Your post is awesome. Just went back and removed the "Stupid" poop pile. Sorry about that!


----------



## Wawa

Haha oh fuck, gross. Okay, I shat myself once while waiting in line at a taco place for the bathroom key. While I was standing there feeling like a tard and smelling like shit, a friend texted me to ask what I was up to. Of course, my answer was, "I'm pooping!". Much later I told her I wasnt actually on a shitter. More recently I had a week long bout of awful butt piss. It started with me letting out a long loud fart while chatting with a friend... but "fart" gushed down my leg what the fuck...Had a long skirt on and I just ran for it so maybe no one noticed.


----------



## Deleted member 125

oh @Wawa its a interesting life we lead for sure.


----------



## Mankini

If you want to get revenge on someone, put some poop in their microwave, then turn it on for several minutes, and run away.


----------



## Mankini

Dude Kick Colin out!! He sounds really annoying!!


----------



## Kim Chee

This thread has no chance of taking over the bloody vagina thread's notoriety.

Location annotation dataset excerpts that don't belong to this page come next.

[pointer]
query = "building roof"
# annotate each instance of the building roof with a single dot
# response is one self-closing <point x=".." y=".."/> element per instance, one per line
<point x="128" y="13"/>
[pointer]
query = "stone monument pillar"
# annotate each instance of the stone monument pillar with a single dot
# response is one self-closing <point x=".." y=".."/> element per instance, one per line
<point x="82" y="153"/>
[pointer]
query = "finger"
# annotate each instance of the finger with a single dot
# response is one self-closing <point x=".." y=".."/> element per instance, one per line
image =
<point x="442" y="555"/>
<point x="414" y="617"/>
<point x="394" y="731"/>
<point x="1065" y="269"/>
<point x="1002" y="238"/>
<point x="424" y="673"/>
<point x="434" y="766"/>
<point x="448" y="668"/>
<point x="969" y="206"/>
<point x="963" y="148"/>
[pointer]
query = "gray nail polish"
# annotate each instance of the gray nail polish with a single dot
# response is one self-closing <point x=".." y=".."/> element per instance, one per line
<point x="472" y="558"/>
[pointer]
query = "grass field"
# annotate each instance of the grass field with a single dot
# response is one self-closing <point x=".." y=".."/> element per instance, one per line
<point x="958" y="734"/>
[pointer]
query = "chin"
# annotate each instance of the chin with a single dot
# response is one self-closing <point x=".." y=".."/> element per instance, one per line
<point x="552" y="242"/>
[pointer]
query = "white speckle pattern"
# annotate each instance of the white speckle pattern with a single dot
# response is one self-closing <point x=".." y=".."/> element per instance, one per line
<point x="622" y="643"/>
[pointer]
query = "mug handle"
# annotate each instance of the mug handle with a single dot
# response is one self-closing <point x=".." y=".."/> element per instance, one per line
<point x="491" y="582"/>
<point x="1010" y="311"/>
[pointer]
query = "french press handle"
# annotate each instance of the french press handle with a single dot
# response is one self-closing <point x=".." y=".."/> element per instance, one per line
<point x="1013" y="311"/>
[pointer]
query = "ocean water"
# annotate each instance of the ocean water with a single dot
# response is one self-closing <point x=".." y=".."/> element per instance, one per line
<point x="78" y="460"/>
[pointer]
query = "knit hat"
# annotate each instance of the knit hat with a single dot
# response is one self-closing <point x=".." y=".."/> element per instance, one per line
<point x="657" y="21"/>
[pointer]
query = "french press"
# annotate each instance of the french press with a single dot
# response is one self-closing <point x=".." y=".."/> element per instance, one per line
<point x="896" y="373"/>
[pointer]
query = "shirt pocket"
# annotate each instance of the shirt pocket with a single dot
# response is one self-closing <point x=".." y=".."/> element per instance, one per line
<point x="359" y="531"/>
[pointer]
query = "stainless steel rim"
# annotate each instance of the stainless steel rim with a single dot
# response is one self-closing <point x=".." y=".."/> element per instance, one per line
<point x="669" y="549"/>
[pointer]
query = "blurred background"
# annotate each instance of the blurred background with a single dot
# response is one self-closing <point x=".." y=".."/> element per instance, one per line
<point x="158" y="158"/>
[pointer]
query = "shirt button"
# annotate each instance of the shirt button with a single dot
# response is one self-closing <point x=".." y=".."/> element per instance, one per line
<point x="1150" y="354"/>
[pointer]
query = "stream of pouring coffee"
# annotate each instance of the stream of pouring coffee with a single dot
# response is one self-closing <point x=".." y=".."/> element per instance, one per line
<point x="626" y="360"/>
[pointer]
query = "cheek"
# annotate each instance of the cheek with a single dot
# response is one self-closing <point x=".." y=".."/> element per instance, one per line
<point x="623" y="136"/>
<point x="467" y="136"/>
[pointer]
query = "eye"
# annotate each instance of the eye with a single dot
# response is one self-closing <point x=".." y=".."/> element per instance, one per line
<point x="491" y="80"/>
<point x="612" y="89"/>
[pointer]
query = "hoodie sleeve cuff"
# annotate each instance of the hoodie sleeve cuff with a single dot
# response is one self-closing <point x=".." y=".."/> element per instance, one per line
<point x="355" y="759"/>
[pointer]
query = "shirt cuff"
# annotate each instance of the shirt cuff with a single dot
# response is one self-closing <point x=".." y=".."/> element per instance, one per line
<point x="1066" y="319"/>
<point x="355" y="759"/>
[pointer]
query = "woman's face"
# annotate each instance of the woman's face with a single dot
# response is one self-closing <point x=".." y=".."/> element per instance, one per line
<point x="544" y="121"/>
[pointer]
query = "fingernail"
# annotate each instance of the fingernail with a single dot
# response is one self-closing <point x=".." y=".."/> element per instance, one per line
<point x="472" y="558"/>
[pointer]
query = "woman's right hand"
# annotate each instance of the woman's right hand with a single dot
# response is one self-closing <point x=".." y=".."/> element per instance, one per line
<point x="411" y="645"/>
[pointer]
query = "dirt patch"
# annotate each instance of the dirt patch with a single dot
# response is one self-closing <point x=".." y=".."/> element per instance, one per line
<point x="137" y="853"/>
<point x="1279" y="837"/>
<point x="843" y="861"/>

...but it is giving it a "run" for the money


----------



## Jaguwar

7xMichael said:


> This thread has no chance of taking over the bloody vagina thread's notoriety.
> 
> ...but it is giving it a "run" for the money


*facepalm*


----------



## Mankini

Why in hell did you get down and sniff it???!!! If it even vaguely seems like it might be poop, it will be avoided!!! Not verified and confirmed!!! LOL


----------



## drewski

voodoochile76 said:


> Your post is awesome. I just tagged it with the Poop icon because it seemed rather apropos.


But it gives him a negative rating!


----------



## drewski

7xMichael said:


> This thread has no chance of taking over the bloody vagina thread's notoriety.
> 
> ...but it is giving it a "run" for the money


Dude I don't know...if this keeps up I think it may be tied at least ::joyful::


----------



## Mankini

drewski said:


> But it gives him a negative rating!


Just now removed it. I love that icon! There should be a Friendly Poop. LOL


----------



## Kim Chee

voodoochile76 said:


> Just now removed it. I love that icon! There should be a Friendly Poop. LOL


----------



## drewski




----------



## Jaguwar

.. OMG


----------



## Wawa

Once I thought there was poop on the floor but it was only a severed mouse head. I did not sniff it.


----------